Another fascinating area where the dilemmas of personhood come bubbling to the surface is that of neuroethics. Kristi Kirschner comments on a patient who underwent a profound personality change after a traumatic brain injury. Is he the same person as he was before the accident? Can he undo decisions he previously made—that is, can this new personality claim to speak for the past and future patient? Kirschner discusses how to determine and assess decision-making capacity within a philosophical framework of identity and self.
And what of the patient who appears to be more than one person—or at least to have more than one distinct personality? We present a case of a patient with dissociative identity disorder who is fractured into various selves, one of which is capable of violent behavior. Can that antisocial self be subject to the Tarasoff Rule, which is the ethical and legal duty physicians have to warn and protect intended victims of harm? Can a part of a person be responsible for the whole in the eyes of the law? Michael Norko discusses the forensic and therapeutic consequences of the dis-integrated person.

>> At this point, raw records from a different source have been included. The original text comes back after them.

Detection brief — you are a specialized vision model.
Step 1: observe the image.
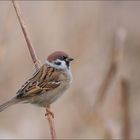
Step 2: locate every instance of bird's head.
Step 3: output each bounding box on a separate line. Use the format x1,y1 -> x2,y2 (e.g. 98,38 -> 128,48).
47,51 -> 74,70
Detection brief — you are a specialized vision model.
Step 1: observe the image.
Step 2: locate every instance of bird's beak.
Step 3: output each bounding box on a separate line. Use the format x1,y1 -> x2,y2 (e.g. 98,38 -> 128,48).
67,57 -> 74,61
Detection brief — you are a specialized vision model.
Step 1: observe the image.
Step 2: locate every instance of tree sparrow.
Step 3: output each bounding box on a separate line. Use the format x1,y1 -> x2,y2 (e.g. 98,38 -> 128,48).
0,51 -> 73,112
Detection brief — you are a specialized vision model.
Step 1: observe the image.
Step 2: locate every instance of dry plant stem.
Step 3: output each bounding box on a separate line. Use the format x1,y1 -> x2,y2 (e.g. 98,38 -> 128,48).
45,106 -> 56,140
12,0 -> 56,140
12,0 -> 40,69
120,78 -> 130,140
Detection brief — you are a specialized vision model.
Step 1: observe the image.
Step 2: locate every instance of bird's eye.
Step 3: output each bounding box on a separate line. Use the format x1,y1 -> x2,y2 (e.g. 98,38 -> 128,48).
55,62 -> 61,65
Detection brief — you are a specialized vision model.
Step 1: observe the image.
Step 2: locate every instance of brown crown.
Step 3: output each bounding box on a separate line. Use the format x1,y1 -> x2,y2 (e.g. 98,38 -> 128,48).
47,51 -> 68,62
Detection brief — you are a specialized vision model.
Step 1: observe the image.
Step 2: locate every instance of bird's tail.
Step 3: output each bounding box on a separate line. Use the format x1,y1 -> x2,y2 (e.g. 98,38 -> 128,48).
0,97 -> 20,112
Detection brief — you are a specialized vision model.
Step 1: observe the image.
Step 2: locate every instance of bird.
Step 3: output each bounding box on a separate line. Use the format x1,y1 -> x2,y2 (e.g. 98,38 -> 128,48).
0,51 -> 74,112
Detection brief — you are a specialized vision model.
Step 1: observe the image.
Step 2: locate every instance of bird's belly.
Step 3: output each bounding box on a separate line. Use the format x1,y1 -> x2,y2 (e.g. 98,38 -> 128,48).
29,84 -> 69,107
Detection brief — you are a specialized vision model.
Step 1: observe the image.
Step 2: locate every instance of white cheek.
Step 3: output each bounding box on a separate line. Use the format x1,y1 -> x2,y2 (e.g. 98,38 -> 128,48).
58,60 -> 67,69
46,60 -> 68,70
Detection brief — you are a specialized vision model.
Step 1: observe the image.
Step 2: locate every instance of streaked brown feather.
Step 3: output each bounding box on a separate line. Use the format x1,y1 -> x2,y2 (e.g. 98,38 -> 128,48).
17,64 -> 61,98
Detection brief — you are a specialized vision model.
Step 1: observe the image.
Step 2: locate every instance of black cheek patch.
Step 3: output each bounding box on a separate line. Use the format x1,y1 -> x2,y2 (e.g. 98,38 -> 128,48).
55,62 -> 61,66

Lest it be thought that the emphasis on personhood applies solely to the patients, I would respectfully submit that doctors are people, too. A recent journal article in Academic Medicine examined whether or not the algorithms and flowcharts of the evidence-based medicine movement reduces physicians to sophisticated computers. Raymond Raad comments on the article and discusses a new epistemology of medicine based on Michael Polyani's work, which states that subjective aspects of medicine, such as clinical experience, should be valued as highly as study data and other objective features.

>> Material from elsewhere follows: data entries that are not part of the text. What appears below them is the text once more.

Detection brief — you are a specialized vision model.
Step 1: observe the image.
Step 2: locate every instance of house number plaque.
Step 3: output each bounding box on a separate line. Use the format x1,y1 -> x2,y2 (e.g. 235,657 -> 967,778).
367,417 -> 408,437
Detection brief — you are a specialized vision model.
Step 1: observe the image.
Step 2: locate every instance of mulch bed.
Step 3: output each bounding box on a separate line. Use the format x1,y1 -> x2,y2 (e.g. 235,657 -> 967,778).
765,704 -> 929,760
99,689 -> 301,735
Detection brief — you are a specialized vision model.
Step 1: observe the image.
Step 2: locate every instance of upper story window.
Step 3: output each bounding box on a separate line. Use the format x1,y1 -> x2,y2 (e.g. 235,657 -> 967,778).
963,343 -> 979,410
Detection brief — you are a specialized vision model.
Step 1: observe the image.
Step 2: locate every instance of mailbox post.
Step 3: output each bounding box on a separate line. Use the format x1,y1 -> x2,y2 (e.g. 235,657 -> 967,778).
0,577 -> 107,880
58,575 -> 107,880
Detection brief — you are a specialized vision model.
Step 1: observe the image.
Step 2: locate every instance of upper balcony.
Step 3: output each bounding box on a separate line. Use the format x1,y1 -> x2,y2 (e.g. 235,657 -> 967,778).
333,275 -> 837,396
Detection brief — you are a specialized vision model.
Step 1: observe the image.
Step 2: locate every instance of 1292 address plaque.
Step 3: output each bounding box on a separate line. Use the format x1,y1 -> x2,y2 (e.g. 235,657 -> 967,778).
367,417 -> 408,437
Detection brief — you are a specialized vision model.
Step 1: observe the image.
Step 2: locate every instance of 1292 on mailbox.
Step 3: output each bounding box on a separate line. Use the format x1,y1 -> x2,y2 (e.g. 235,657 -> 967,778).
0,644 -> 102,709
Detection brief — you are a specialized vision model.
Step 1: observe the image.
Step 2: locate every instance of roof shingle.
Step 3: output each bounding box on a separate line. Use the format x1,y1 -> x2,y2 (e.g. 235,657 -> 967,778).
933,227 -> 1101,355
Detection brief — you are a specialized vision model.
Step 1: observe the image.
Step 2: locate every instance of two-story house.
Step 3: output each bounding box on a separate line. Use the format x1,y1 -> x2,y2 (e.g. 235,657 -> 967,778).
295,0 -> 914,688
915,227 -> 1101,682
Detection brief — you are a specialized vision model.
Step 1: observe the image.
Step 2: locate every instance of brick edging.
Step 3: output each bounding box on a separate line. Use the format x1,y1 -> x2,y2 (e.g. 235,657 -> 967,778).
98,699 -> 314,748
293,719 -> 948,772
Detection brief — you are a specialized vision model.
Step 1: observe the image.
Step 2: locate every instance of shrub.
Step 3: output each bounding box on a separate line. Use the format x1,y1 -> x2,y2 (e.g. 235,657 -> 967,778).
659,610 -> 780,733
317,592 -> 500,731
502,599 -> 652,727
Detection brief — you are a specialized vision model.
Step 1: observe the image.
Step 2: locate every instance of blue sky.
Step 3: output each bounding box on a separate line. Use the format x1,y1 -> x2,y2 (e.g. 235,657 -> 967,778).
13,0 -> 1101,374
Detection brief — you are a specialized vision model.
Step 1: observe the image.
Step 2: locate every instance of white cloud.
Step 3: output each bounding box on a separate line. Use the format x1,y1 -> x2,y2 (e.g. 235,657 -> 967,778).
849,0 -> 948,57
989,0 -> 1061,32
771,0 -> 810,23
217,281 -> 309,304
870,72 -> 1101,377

Are practitioners of Western biomedicine implicitly biased vis-a-vis their conception of personhood? Scientific medicine rarely participates in discussions about such questions as monism and dualism, but the disparity in funding for research into allopathic treatments rather than into holistic approaches suggests a decided dualistic conception of the patient. James Lake argues that biological neuropsychiatry receives more than 500 times the amount of funding per year that holistic or alternative psychiatric research does. At the same time, the very term "neuropsychiatry" implies a promising move in medicine's understanding of a brain/mind connection. And in a fascinating commentary, Daniel Fu-Chang Tsai discusses the Confucian-based viewpoint of personhood, which derives from both community relationships and individual autonomy. Many Asian cultures subscribe to this relational definition of the self.
We also examine the person in the eyes of the law. Lee Black discusses the ability of Alzheimer's patients to enter into contracts, and, in the clinical setting, Sean Blitzstein teaches us how to recognize and treat conversion disorders. Lastly, we look through the prism of history; Sneha Mantri writes about the rise of pathologic anatomy and scientific medicine, which coincided with a more objective and depersonalized view of the patient.
Most medical students and residents find their years of clinical training to be replete with moments that make them think deeply about themselves, their beliefs, and the nature of their state of knowledge. I've found the question of personhood to be the most crystallizing—whether it's seeing the look on the face of expectant parents first hearing a fetal heartbeat, interviewing the psychiatric patient so disorganized he can hardly speak, or caring for the woman in a persistent vegetative state and wondering, "Is there anyone in there?" Those sorts of raw moments, for me, were the impetus behind the issue. I warmly hope that you, when clicking through these pages, find cause to reflect on your own experiences as well.